Chancellor promotes new education plan

By Elisabetta Silvestro/The Guardsman

The first public forum to discuss the City College Education Master Plan met Jan. 30 at Mission center where four panelists, including Chancellor Arthur Tyler, detailed the planning process to an audience of approximately 35 people.

“We are still here. We are still accredited and we are going to be for a very long time,” Tyler said. “This is also why we are working on this Education Master Plan.”

The master plan will be a long-range project formulated by City College in collaboration with the Voorhees Group to guide the school over the next three to five years.

The Voorhees Group LLC is a group of consultants in higher education that provides strategies to improve practice and policy of institutions and organizations.

Tyler said the master plan is important to guide what City College will do, and thanks to the planning phase, the school will be able to reach out to the community, find out their needs and serve them appropriately.
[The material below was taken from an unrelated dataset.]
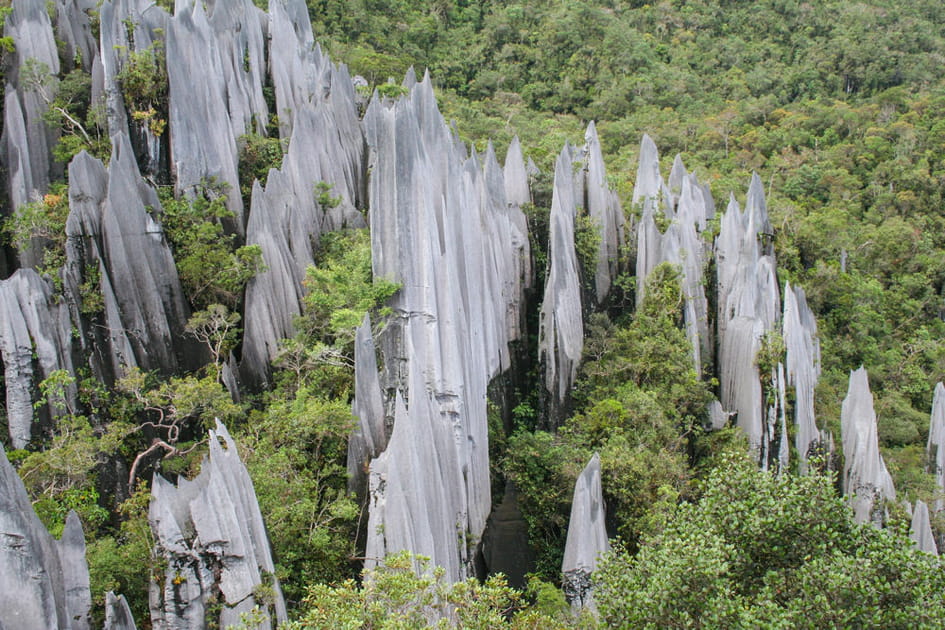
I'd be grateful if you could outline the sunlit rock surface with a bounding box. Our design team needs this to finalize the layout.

“We can’t just keep doing the same thing,” Tyler said. “We have to stay current and have feedback from our community in order to do so.”

The planning started Nov. 22, 2013, and will end May 1, 2014. It will outline City College’s most important priorities and goals and provide a guide to integrated planning, future actions and decisions about the allocation of resources.

Rick Voorhees and Cathy Hasson from the Voorhees Group and Pamela Mery, dean of institutional effectiveness, were the other panel members.  They were later joined by Tom Gonzales from the Voorhees Group and City College teacher and Education Master Plan designee Loren Bell.

John Carrese, director of the San Francisco Bay Centers of Excellence, facilitated the discussion.

During the first half of the hour-long forum, the panel answered questions posed by Carrese.  The second half of the program consisted of questions from the audience to the panel.

The public, mostly faculty and staff, was rather critical and discouraged. From skepticism toward a plan based on data and assumptions to the fear of elimination of courses, the atmosphere in the room was of distrust.

A woman came into the room before the beginning of the forum and shouted at the four panelists, “You can’t do this to my students.”

Three teachers expressed concerns about the reduced number of classes, in particular the noncredit, ESL, GED, art and music classes.

Tyler said that as long as there’s demand and a need for certain classes, they won’t be eliminated.

“Can we do all of the things we used to do? Probably not. Can we do many of the things we used to do? Absolutely,” Tyler said.

The chancellor said they have no agenda to eliminate any department. He said that 709 classes this semester had low enrollment. Of those, just 124 were canceled and 120 had a late start.

Mery said since 2008, City College has been collecting data and outcomes. The current planning process is allowing the planners to connect this data to the budget in order to look at a long-range view.

“We had 18 strategy sessions this week,” Voorhees said. “A good plan has to be a thin and adjustable document focused on two to three main goals.”

Hasson also referred to the ongoing online Strengths, Opportunities, Aspirations and Results (SOAR) survey. The survey is located at City College’s Emergency Master Plan web page and is open to the public. About 300 people have responded so far.

“We are collecting as much information and data as we can,” Hasson said.

The survey will provide information to develop the master plan and City College’s future direction.